The Legend of Zelda: Ocarina of Time might be getting the full-blown remake treatment for Nintendo Switch 2, and the evidence is stacking up fast. A wave of leaks that dropped on May 6 has the entire Nintendo community buzzing, and there is good reason to take them seriously this time.
The Leak That Started It All
Industry insider Nash Weedle appeared on the Attack The Backlog podcast on May 6 and laid out a series of claims about Nintendo's 2026 plans. Among them: a ground-up remake of Ocarina of Time has been in active development since 2022, with Monolith Soft — the studio behind the Xenoblade Chronicles series — reportedly serving as a key development partner alongside Nintendo's internal teams.
What makes this leak particularly credible is timing. Just hours before Nash's podcast appearance, Nintendo dropped a surprise announcement for a new Star Fox game — a title that had been part of the same leak package from industry tipster Nate the Hate weeks earlier. The Star Fox confirmation has effectively validated a significant chunk of Nate's original intel, and Ocarina of Time was sitting right next to it on the list.

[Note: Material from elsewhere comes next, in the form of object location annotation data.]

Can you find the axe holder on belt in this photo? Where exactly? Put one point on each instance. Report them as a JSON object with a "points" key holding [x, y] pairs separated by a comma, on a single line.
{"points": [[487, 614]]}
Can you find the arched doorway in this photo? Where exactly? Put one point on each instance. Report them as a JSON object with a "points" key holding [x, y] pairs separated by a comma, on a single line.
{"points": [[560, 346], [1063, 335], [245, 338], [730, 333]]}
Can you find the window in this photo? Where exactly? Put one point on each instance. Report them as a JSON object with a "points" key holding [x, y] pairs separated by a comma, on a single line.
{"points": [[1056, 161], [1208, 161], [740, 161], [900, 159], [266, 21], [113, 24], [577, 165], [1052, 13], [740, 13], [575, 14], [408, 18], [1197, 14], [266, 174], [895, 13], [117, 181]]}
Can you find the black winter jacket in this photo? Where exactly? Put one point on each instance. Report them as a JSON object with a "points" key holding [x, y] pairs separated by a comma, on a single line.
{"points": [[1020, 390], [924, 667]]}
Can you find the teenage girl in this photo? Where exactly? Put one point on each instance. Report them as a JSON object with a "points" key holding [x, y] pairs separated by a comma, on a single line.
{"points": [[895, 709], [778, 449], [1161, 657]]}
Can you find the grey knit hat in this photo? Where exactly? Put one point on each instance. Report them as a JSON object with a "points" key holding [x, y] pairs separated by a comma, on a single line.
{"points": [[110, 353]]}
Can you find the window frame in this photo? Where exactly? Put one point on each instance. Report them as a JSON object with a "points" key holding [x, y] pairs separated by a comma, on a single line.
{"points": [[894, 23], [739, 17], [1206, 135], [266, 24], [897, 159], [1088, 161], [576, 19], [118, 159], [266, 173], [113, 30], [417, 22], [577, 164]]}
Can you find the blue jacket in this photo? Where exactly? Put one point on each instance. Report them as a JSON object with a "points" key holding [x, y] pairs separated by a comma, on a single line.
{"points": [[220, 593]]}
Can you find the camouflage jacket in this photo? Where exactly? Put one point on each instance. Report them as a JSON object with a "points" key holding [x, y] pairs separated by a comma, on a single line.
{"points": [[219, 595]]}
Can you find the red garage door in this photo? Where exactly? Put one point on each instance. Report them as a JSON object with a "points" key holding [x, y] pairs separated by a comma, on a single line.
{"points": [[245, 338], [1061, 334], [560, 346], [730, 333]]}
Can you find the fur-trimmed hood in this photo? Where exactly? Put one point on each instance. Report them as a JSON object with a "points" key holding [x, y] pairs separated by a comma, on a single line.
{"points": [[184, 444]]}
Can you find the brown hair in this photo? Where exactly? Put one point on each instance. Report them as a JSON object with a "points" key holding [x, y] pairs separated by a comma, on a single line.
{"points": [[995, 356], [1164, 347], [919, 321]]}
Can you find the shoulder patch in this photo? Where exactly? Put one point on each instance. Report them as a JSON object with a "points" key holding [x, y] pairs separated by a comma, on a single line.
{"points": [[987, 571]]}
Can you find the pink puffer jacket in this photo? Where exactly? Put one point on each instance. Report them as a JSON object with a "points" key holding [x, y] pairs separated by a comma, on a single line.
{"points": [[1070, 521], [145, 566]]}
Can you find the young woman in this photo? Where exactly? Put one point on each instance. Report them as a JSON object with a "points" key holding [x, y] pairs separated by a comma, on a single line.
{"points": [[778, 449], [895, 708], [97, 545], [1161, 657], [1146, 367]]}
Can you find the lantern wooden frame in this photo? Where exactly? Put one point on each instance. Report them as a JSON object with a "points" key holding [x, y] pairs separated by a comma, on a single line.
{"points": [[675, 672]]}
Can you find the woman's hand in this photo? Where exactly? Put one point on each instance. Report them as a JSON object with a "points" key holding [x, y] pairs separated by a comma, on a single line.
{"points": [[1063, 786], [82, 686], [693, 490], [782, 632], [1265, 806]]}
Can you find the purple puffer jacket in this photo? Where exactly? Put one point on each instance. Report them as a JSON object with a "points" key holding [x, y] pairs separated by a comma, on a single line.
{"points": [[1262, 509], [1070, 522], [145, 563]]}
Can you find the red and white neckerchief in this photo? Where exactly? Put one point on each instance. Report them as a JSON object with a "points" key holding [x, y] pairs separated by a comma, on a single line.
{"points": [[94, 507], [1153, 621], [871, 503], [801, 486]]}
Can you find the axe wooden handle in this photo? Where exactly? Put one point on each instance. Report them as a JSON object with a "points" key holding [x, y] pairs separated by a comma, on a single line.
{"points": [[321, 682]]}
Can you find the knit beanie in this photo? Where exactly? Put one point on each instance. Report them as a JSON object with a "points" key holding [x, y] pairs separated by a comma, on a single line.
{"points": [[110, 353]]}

The Scale of Final Fantasy 7 Remake
This is not another upscaled port with fresh textures. According to multiple sources, Nintendo is building the Ocarina remake from scratch, and the scope is being compared directly to Square Enix's Final Fantasy 7 Remake — a project that reimagined every system, every environment, and every encounter from the ground up while preserving the emotional core of the original.
For a game as foundational as Ocarina of Time, that approach makes sense. The 1998 original defined 3D adventure design for an entire generation, and the 2011 3DS remaster, while appreciated, was fundamentally the same game with improved visuals. A true reimagining built on modern hardware would be an entirely different proposition.
Monolith Soft at the Helm
Monolith Soft's fingerprints on this project should not surprise anyone paying attention. The studio has quietly become Nintendo's go-to support team for ambitious Zelda projects, having contributed to Skyward Sword, A Link Between Worlds, Breath of the Wild, and Tears of the Kingdom. Their expertise in building massive interconnected worlds and fluid traversal systems would translate directly into reimagining Hyrule Field and the game's iconic dungeon design for a new generation.
A June Direct Reveal
Multiple sources are pointing toward a reveal at a Nintendo Direct presentation in June 2026, with a release window potentially landing by the end of this year. There is also talk of a limited-edition Zelda-themed Switch 2 console bundle — the kind of move Nintendo has historically reserved for its biggest franchise moments.
One of the more speculative claims from Nash's podcast suggests the remake could be split into two parts — one following Young Link's journey and the other covering Adult Link's quest — though he later walked that back as more of a possibility than a confirmed plan. Given the scale being described, a two-part structure would not be unprecedented, but it would certainly be controversial.
Zelda's 40th Anniversary
The timing aligns with The Legend of Zelda's 40th anniversary, which falls in 2026. Nintendo has a well-documented habit of anchoring major releases to franchise milestones, and an Ocarina of Time remake would be exactly the kind of statement piece that turns an anniversary celebration into a cultural event. Reports also suggest a new 2D Zelda game is in the works for the same anniversary push, giving Nintendo a two-pronged approach to celebrating the franchise's legacy.
Nothing has been officially confirmed by Nintendo, and the usual caveats about leaks and rumors apply. But between the Star Fox verification, the specificity of multiple independent sources, and the strategic logic of a Switch 2 launch-window system seller, the Ocarina of Time remake is looking less like wishful thinking and more like an inevitability with each passing day.